This Is About Lilly
(my great-grandmother with my mother)
These days I find myself thinking a lot about my great-grandmother, Lilly.
Lilly was born whilst the First World War was raging outside Danish borders. Born into a poor family, she would pick grains from fields at dusk hoping to get enough for her mother to bake bread. At fourteen she was already working as a servant girl. At twenty (or twenty-one) she married her employer - a man nearly thirty years her senior. By this time she had already acted as a mother figure to her soon-to-be husband's seven motherless children. She would end up having eleven children of her own. Relying solely on her oldest children to help her, Lilly brought up eighteen (18) children in the 1930s and 1940s during the Great Depression and World War Two. The house had no running water and no central heating. The family lived off the land and whatever petty jobs could be had.
Lilly was in her sixties when I was born and she looked after me until I was old enough to start school. She brought me old dish rags on which I could embroider my name and I made dolls' clothes using her hand-crank Singer sewing machine. Her button box gave me endless hours of pleasure and it was passed down to me.
And she taught me to knit next to the kerosene stove in her living room.
Family lore has it that she fell out with her mother in the early 1930s and, as revenge, Lilly changed from knitting throwing-style to knitting Continental-style. They made up, but every subsequent generation of women was taught to knit Continental-style by Lilly. She was a formidable, smart woman who played the long game. Lilly would have made an excellent army general.
These days I think a lot about Lilly and her generation.
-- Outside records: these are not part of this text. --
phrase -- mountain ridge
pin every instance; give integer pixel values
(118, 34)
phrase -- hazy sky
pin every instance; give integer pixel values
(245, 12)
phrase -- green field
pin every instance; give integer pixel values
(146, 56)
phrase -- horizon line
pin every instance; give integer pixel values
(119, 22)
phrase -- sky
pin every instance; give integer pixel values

I heard her stories about World War Two (during which Denmark was occupied) and these stories run through my head when I see people talking about inspiring WW2 heroes and kicking Nazi butt.
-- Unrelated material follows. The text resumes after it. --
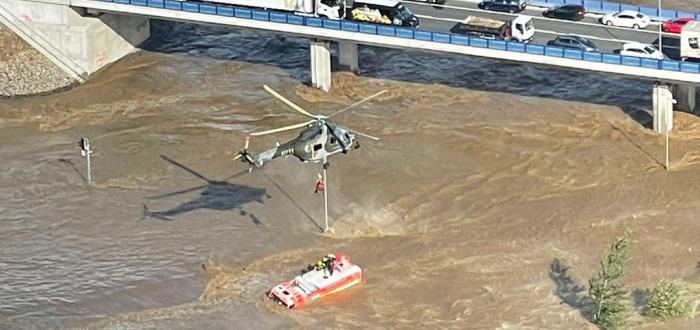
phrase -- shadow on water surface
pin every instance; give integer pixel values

I was brought up in a family very much altered by World War Two. Someone came home to dinner one night wearing a uniform as he had signed up to guard Allied prisoners. I never knew that family branch existed until Lilly's funeral and his son showed up. Lilly's oldest brother went into the Resistance and when he passed away (at age 100!), we found a medal. The files are still sealed by the government and my great-granduncle refused to utter as much as a word about the War. We have no idea what he did but his eyes spoke volumes. My grandmother recalls seeing planes flying over the fields, columns of emaciated German soldiers marching through the village and Lilly ushering everybody into the threshing barn.
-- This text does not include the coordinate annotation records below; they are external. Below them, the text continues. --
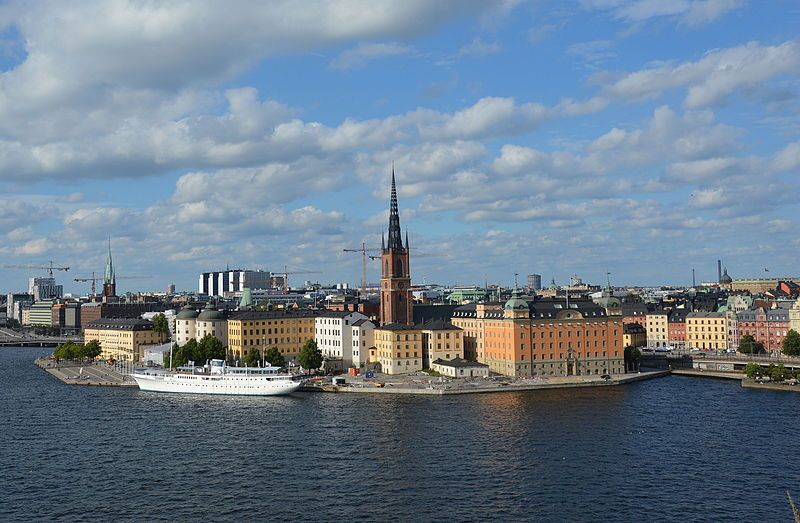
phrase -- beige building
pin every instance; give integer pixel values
(706, 330)
(257, 330)
(460, 368)
(656, 325)
(191, 325)
(440, 340)
(794, 316)
(398, 348)
(122, 338)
My great-grandmother taught me World War Two was a time of hardship, strife, loss, bitterness, and heartbreaking despair. Resistance heroes were ordinary men and women. They weren't "absolute legends", nor clickbait, nor Brad Pitt with a comedic accent, nor a jingoistic poster. Their actions ranged from whatever my great-granduncle did (but which affected him for the rest of his very long life) to Lilly's refusal to break bread with a family member. War is dirty and terrible - and I really dislike seeing people almost fetishising the idea of reliving World War Two in 2017. This is not a chance to live out your favourite films nor indulge in cosplay (link from 2010 but it still strikes me as tone-deaf). I genuinely wonder what part our collective sense of nostalgia has played in Recent Events - a sense of nostalgia that has been fed by the media we consume. How is it we react to things?
I don't honestly know where I am going with this. I really, really do not know. These days I just find myself thinking of Lilly a lot. I think of what she taught her daughter, her grand-daughter and what she taught me. Lessons of resilience and the many complexities of life. She would have turned 101 years this year and I honestly don't know what she would have made of this mess.